In Japan, celebrations of spring center around one iconic natural phenomenon — the cherry blossom.
Starting as early as January and going into May, across Japan pink blossoms begin to sprout from trees and decorate spaces around the country.
Aragorn Quinn is an assistant professor of Japanese literature and media in UW-Milwaukee’s department of foreign languages and literature. Quinn explains that despite not producing edible fruit or even smelling all that nice, the blossoms have taken on a large cultural significance.
“It’s not really the beauty of the flower itself, it’s the fact that these blossoms last for such a short amount of time,” he says.
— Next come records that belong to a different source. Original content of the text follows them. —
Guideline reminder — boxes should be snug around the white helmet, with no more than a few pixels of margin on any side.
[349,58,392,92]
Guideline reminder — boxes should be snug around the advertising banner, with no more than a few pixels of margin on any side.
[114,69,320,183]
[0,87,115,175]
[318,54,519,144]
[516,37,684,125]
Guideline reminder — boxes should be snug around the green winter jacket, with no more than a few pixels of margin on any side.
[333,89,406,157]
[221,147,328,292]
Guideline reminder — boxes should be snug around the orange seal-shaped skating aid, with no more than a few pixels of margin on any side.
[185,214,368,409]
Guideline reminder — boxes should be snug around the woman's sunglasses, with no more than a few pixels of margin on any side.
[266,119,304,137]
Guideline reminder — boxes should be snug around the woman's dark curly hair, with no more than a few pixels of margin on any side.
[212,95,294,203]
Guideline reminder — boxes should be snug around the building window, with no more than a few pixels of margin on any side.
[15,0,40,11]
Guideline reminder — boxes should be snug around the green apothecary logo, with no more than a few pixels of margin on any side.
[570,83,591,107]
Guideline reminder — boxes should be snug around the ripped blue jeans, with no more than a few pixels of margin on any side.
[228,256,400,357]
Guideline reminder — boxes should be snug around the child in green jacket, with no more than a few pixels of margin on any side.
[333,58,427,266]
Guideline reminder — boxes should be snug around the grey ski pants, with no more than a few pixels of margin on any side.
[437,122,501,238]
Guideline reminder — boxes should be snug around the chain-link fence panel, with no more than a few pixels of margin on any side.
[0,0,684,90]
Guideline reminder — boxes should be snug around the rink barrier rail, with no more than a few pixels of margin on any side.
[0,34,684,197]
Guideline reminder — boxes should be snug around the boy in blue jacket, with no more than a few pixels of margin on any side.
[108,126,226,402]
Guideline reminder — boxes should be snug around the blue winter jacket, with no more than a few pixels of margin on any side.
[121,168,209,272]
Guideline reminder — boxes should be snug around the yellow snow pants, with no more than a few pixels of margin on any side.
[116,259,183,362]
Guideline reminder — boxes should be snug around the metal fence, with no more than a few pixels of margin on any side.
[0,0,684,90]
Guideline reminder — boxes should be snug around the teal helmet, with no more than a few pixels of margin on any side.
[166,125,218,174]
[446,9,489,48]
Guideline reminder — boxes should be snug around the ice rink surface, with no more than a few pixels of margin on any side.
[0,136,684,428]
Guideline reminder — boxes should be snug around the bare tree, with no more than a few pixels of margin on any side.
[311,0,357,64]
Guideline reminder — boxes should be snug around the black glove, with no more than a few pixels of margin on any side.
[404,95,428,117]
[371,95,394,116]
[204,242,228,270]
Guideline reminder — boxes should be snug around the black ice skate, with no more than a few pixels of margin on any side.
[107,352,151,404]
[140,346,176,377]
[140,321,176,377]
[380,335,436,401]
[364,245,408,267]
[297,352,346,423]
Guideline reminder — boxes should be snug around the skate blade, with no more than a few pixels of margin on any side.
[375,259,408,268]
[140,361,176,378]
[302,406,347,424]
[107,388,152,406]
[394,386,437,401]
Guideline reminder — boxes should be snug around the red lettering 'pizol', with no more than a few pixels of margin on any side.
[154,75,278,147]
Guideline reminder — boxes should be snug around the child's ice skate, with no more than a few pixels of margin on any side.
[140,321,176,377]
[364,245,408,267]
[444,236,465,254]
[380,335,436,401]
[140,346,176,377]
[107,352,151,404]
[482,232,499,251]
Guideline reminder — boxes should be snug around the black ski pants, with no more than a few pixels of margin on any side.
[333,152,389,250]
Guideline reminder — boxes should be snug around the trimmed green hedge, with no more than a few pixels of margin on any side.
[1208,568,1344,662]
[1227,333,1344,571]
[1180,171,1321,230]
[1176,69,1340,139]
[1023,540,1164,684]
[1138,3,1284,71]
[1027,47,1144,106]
A single tree’s blossom usually only lasts for a few days. The fleeting nature of the flowers has become a symbol for appreciating change and being in a place that will look completely different the next day.
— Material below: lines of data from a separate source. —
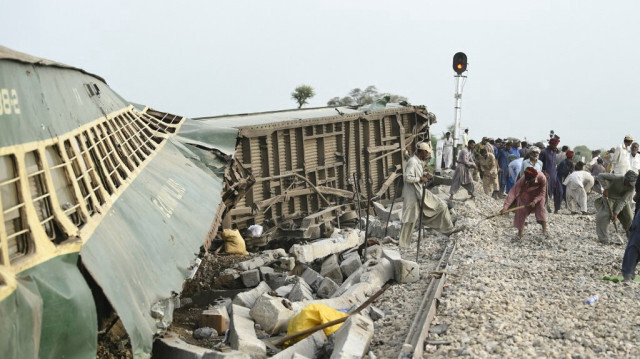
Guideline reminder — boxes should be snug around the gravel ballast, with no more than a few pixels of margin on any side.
[369,185,640,358]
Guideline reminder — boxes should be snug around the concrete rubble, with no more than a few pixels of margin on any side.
[153,332,251,359]
[229,304,267,359]
[249,293,295,335]
[162,218,420,358]
[331,314,373,359]
[289,229,364,263]
[233,282,271,308]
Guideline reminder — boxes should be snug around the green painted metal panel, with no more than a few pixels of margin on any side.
[0,253,98,359]
[0,60,129,147]
[81,130,237,358]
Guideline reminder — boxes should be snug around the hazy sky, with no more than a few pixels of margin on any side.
[0,0,640,148]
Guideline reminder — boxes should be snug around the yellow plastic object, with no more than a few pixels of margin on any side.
[286,304,348,345]
[222,229,249,254]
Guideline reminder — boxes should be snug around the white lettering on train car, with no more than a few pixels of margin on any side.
[0,89,20,116]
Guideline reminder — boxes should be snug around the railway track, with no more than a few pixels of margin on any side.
[398,240,456,359]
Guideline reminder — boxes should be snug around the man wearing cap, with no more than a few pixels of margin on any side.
[520,141,529,158]
[500,167,547,238]
[629,142,640,172]
[563,161,594,214]
[496,139,511,198]
[518,146,542,178]
[594,171,638,244]
[477,146,498,198]
[611,135,633,175]
[540,137,563,213]
[557,150,575,205]
[449,140,478,198]
[507,154,524,193]
[399,142,457,248]
[556,146,569,163]
[442,132,453,169]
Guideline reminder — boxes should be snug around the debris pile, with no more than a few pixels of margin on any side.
[154,219,420,358]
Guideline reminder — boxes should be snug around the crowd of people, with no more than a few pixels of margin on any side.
[400,129,640,280]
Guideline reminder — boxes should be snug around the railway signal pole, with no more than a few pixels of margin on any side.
[453,52,467,150]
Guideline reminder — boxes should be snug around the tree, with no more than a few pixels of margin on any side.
[291,85,316,108]
[573,145,592,163]
[327,85,407,106]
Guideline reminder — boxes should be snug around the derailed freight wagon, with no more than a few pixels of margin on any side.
[196,103,435,238]
[0,47,251,359]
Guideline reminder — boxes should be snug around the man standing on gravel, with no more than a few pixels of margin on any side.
[611,135,633,175]
[500,167,547,238]
[442,132,453,169]
[629,142,640,172]
[622,213,640,282]
[449,140,478,199]
[540,137,563,213]
[519,146,542,177]
[478,148,498,198]
[594,171,638,244]
[563,161,594,214]
[399,142,460,248]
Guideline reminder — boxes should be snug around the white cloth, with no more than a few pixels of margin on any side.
[612,143,631,175]
[629,153,640,172]
[402,155,424,223]
[442,138,453,168]
[563,171,595,212]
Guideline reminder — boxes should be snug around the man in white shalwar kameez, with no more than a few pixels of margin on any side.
[563,161,595,214]
[442,132,453,169]
[399,142,457,248]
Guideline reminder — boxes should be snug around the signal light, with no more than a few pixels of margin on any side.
[453,52,467,75]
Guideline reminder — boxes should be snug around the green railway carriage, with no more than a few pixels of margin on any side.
[0,47,237,358]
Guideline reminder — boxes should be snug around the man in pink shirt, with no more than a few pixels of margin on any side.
[500,167,547,238]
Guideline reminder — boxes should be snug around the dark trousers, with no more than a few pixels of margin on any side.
[622,213,640,278]
[498,172,509,193]
[548,178,564,211]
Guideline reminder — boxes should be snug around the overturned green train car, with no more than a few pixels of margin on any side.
[0,47,242,358]
[0,47,434,358]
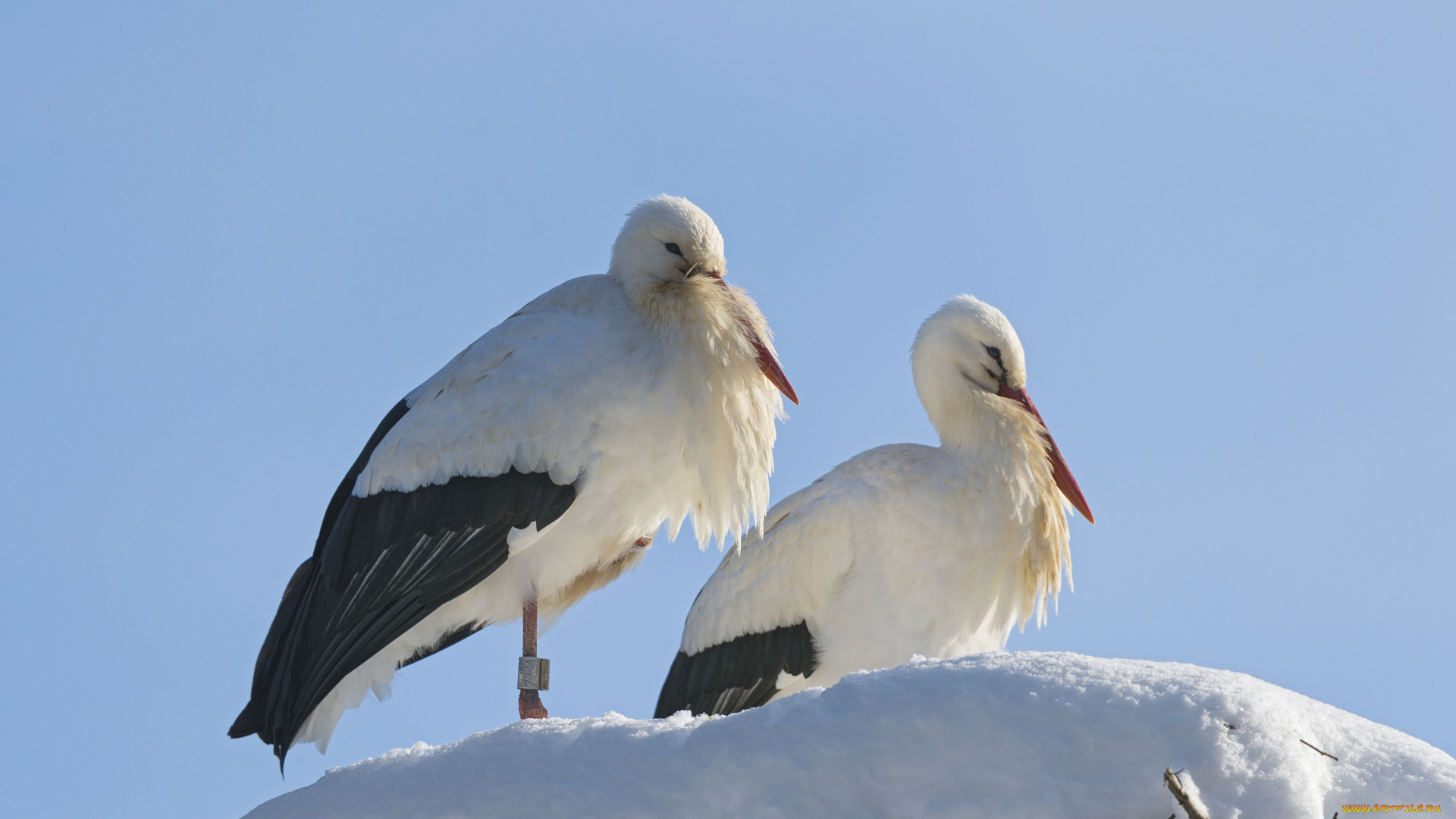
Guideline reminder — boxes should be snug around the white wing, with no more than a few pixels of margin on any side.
[680,456,875,654]
[354,275,648,497]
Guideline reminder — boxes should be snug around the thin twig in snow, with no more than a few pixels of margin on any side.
[1163,768,1209,819]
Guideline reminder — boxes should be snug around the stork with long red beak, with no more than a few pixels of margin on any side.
[228,196,796,765]
[657,296,1092,717]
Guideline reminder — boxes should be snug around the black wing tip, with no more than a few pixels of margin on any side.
[228,699,264,739]
[652,621,818,720]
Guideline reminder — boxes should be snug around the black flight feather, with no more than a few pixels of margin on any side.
[652,623,818,718]
[228,400,576,770]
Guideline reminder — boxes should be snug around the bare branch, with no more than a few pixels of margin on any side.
[1301,739,1339,762]
[1163,768,1209,819]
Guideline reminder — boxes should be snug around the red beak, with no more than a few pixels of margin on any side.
[708,271,803,405]
[753,335,799,406]
[1000,384,1097,523]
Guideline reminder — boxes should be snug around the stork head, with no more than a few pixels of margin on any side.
[611,194,728,287]
[910,296,1092,522]
[609,194,799,403]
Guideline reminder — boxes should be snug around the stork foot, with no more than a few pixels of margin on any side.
[519,689,546,720]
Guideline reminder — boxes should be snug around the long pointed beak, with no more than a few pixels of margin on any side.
[1000,384,1097,523]
[706,270,798,402]
[753,334,799,406]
“It’s this kind of really ephemeral experience and it’s this sense of, almost this sense of sadness, that this is this beautiful thing that is not going to last. That’s the very specific connotation that these cherry blossoms have,” Quinn says.
But cherry blossoms aren’t the only symbol for the change brought by spring.
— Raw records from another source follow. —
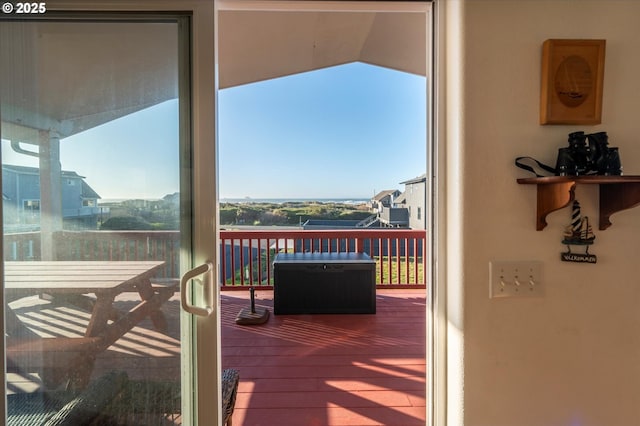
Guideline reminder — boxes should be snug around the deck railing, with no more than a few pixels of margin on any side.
[4,229,427,289]
[220,229,427,288]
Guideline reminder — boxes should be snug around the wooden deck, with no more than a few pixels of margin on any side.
[8,290,426,426]
[221,290,426,426]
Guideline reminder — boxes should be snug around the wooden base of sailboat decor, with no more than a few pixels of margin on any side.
[560,200,598,263]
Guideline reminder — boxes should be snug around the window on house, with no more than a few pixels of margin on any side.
[22,200,40,211]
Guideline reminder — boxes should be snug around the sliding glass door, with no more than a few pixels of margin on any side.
[0,10,219,425]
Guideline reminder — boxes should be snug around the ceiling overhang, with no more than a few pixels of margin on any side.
[0,10,426,143]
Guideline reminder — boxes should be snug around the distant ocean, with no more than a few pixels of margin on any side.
[220,197,369,205]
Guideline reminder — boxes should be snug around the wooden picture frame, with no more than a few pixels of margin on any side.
[540,39,606,124]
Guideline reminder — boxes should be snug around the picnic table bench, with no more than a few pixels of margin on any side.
[4,261,179,388]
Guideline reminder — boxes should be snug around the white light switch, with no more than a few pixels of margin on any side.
[489,261,544,298]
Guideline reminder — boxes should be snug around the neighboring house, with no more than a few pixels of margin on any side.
[371,189,401,213]
[396,173,427,229]
[369,189,409,228]
[2,165,100,230]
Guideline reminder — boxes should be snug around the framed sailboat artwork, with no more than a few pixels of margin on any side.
[540,39,606,124]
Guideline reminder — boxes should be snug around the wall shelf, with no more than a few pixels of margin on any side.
[518,176,640,231]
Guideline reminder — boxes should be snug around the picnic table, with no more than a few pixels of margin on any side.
[4,261,178,388]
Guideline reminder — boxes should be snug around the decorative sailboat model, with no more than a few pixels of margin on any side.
[561,200,598,263]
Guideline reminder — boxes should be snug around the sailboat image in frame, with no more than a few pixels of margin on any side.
[560,200,598,263]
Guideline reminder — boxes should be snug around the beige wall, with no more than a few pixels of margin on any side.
[447,0,640,426]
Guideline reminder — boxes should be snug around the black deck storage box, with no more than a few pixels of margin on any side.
[273,253,376,315]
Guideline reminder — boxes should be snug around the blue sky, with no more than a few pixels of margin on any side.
[2,63,426,199]
[219,63,426,198]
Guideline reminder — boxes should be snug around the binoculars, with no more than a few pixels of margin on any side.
[556,132,622,176]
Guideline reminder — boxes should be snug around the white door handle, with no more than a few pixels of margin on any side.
[180,262,213,317]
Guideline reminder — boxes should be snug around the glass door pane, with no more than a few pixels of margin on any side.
[0,17,190,425]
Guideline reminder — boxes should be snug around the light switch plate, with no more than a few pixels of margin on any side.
[489,260,544,298]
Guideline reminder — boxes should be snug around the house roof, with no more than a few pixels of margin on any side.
[372,189,400,201]
[400,173,427,185]
[2,164,102,198]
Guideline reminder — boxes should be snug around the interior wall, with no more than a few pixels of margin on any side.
[460,0,640,426]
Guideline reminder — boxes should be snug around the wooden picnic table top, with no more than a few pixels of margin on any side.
[4,261,165,295]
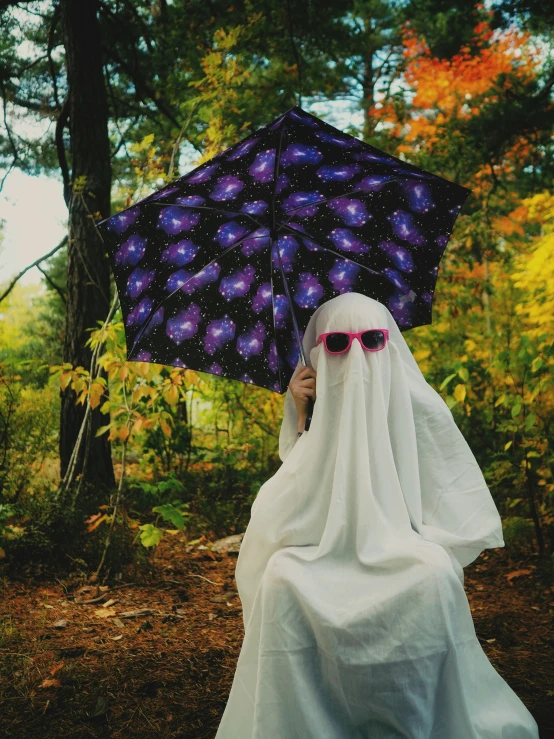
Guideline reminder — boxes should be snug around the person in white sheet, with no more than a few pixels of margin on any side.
[212,293,538,739]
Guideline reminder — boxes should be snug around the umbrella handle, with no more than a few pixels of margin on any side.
[304,398,314,431]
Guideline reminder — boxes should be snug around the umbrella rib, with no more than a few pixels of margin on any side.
[136,203,266,227]
[128,235,268,361]
[281,223,386,277]
[283,177,402,221]
[282,223,423,315]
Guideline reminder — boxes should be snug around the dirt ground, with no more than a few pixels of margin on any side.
[0,536,554,739]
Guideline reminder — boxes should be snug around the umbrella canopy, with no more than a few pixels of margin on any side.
[98,106,470,393]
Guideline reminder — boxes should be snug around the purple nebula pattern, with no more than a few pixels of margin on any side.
[125,298,154,326]
[240,200,269,216]
[282,191,325,218]
[275,174,290,195]
[204,316,237,354]
[227,139,258,162]
[164,269,195,292]
[214,221,250,248]
[185,162,219,185]
[329,228,369,254]
[387,291,415,326]
[274,295,290,329]
[387,208,425,245]
[169,357,187,369]
[98,106,470,392]
[381,267,411,293]
[400,180,436,213]
[329,259,360,293]
[166,303,202,345]
[161,239,200,267]
[143,305,164,336]
[126,268,156,298]
[237,321,265,359]
[317,164,361,182]
[248,149,275,182]
[286,335,302,369]
[379,241,414,272]
[181,262,221,295]
[114,234,148,267]
[289,221,321,251]
[106,207,140,234]
[252,282,271,313]
[158,205,200,236]
[267,341,279,372]
[175,195,206,205]
[329,198,373,226]
[281,144,323,167]
[271,236,298,272]
[294,272,325,308]
[210,174,244,202]
[219,264,256,300]
[240,226,269,257]
[356,174,396,192]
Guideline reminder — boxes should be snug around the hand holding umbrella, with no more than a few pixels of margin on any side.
[289,367,316,434]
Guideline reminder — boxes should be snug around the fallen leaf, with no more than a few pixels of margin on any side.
[94,608,115,618]
[506,570,532,581]
[39,677,62,688]
[119,608,155,618]
[52,618,69,629]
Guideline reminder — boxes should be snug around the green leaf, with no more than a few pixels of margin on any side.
[152,503,185,529]
[525,413,537,431]
[439,372,457,390]
[139,523,164,547]
[458,367,469,382]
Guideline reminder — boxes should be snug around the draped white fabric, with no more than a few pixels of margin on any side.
[216,293,538,739]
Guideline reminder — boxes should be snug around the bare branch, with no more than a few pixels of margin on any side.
[0,236,67,303]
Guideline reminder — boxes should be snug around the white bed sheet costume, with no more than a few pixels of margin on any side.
[216,293,539,739]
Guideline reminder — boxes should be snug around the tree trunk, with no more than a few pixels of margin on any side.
[60,0,115,498]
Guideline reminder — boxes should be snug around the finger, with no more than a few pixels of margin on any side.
[295,367,315,379]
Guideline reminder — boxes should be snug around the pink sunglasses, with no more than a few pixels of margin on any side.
[316,328,389,354]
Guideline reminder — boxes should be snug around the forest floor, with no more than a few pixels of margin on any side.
[0,535,554,739]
In Japanese poetry, the reference to a “misty moon” often is meant to tie a poem to spring.
“The misty moon, it actually sort of ties into that same aesthetic of the cherry blossoms, that sort of beauty that you have through sadness. You can’t quite see the full moon because it’s behind a cloud or it’s behind some kind of mist. So it is obscured from us and that gives us this appealing sense of sadness,” he says.
Celebrations of spring in Japanese pop culture include plastering images of cherry blossoms everywhere, including on bottles of Coke, dishware and countless other products.
People are also often given the day off or released from work early to throw parties underneath the cherry blossoms to enjoy them for the short time they are in full bloom.
While cherry blossoms may be harder to find in southeast Wisconsin, Quinn says incorporating the beauty of change in any way possible is a great way to celebrate spring.
“We’re happier people if we know more ways to appreciate the same physical world around us,” he says.
Quinn will be giving a virtual presentation about the Japanese Spring Blossom festival this Wednesday as a part of the Manfred Olson Planetarium’s Asian Celebrations series.